Italian humour is more primitive and uproarious than French, and the Italians seem to present fewer barriers to intimacy, but the proportion of rational discussion is larger in the conversation of the French. Both the French and the Italians combine natural and easy good manners with great punctiliousness in small matters of etiquette. Only very arrogant or very boorish people find it difficult to get on well with either.
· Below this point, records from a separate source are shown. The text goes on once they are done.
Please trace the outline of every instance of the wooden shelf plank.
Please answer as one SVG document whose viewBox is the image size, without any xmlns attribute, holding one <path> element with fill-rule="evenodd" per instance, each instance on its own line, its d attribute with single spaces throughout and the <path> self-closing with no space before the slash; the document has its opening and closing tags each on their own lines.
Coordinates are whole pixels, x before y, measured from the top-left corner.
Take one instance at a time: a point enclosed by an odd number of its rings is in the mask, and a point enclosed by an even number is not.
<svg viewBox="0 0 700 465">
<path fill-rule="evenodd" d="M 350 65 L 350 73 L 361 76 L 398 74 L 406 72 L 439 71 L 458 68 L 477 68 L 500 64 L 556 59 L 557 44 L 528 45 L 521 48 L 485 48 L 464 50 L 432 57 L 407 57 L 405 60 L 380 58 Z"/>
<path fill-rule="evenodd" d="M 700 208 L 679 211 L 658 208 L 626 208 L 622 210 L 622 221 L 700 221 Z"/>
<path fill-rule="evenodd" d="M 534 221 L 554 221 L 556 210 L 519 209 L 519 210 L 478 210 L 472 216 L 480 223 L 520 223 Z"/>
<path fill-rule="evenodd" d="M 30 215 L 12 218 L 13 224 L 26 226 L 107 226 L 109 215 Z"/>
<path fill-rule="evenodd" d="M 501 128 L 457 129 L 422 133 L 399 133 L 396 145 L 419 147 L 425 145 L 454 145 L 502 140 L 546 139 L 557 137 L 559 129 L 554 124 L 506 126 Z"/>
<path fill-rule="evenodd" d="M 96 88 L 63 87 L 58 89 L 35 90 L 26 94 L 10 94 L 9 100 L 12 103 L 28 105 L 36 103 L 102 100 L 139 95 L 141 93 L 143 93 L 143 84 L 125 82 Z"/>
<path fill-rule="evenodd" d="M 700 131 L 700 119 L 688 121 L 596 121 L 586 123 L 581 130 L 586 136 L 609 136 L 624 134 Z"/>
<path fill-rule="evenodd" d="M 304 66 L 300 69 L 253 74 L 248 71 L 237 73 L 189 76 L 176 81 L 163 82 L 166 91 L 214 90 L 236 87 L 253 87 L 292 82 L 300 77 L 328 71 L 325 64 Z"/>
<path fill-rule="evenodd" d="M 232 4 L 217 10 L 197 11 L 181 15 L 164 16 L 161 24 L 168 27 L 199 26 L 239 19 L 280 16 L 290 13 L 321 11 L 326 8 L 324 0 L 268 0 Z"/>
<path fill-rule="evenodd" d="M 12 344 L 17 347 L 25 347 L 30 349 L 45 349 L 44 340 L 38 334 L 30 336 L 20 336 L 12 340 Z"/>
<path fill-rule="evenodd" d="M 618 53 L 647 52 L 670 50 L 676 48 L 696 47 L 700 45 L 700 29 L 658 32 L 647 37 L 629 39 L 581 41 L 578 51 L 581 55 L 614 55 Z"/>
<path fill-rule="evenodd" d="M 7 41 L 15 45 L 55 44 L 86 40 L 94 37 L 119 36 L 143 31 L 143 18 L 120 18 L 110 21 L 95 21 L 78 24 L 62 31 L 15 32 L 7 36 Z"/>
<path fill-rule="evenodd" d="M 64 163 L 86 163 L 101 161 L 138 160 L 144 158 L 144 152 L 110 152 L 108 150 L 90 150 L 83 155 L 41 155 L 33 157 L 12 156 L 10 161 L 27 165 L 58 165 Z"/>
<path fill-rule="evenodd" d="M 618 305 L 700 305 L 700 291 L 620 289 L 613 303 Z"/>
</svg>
It is idle for any wideawake observer to deny that a certain antipathy exists between the French and the Italians. Both, I think, generally prefer the British to their Latin brothers, and I have heard both say unjust and absurdly untrue things about the other. Their antipathy is rooted partly in temperament, partly in history, and partly in that ignorance and lack of understanding which accounts for nine-tenths of all international antipathies. As Charles Lamb said, in an anecdote which President Wilson is fond of quoting, "I cannot hate a man I know." It is sometimes said that the French and the Italians are too much alike to be in perfect sympathy. The Frenchman has at times an instinct to be what an Englishman would call "theatrical," which instinct the Englishman himself hardly possesses at all. But in the Italian this instinct is even stronger than in the Frenchman, and he gives it freer play. Thus the Frenchman often notices the Italian doing and saying things which he himself dislikes, but which it needs a deliberate effort of self-repression on his part not to imitate. The Englishman has no inclination to do and say such things, and is, therefore, more tolerant of them than the Frenchman, thinking them either charming or merely "queer," according to his temperament.
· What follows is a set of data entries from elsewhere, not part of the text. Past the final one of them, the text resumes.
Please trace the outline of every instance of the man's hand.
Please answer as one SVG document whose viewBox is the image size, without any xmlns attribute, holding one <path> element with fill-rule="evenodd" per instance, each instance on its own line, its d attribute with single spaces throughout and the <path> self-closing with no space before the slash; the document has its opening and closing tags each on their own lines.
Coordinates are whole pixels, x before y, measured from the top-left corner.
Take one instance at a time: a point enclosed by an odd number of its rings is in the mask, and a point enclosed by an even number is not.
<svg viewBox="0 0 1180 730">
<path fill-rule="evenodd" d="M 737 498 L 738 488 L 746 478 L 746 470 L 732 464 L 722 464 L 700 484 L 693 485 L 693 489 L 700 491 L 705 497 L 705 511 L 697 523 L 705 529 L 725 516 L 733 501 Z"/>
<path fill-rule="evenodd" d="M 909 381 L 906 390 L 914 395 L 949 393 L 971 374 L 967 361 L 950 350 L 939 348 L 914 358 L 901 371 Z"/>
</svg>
If the French are the more admirable, the Italians are the more lovable; if the French are the more creative, the Italians are the more receptive. In the French, though not so much in the Italians, one does find that "sheer brutality of the Latin intellect," which, since the French Revolution, has dethroned many previously dominant ideas and institutions. One finds in the French a tradition of limpid precision, of concise and ordered logic, while the Italians are still groping rather turgidly among those great abstract ideas which the French handle so easily. The spirit of France shines with the hard splendour of the noonday sun, of Italy with the soft radiance of the light of early mornings and late afternoons.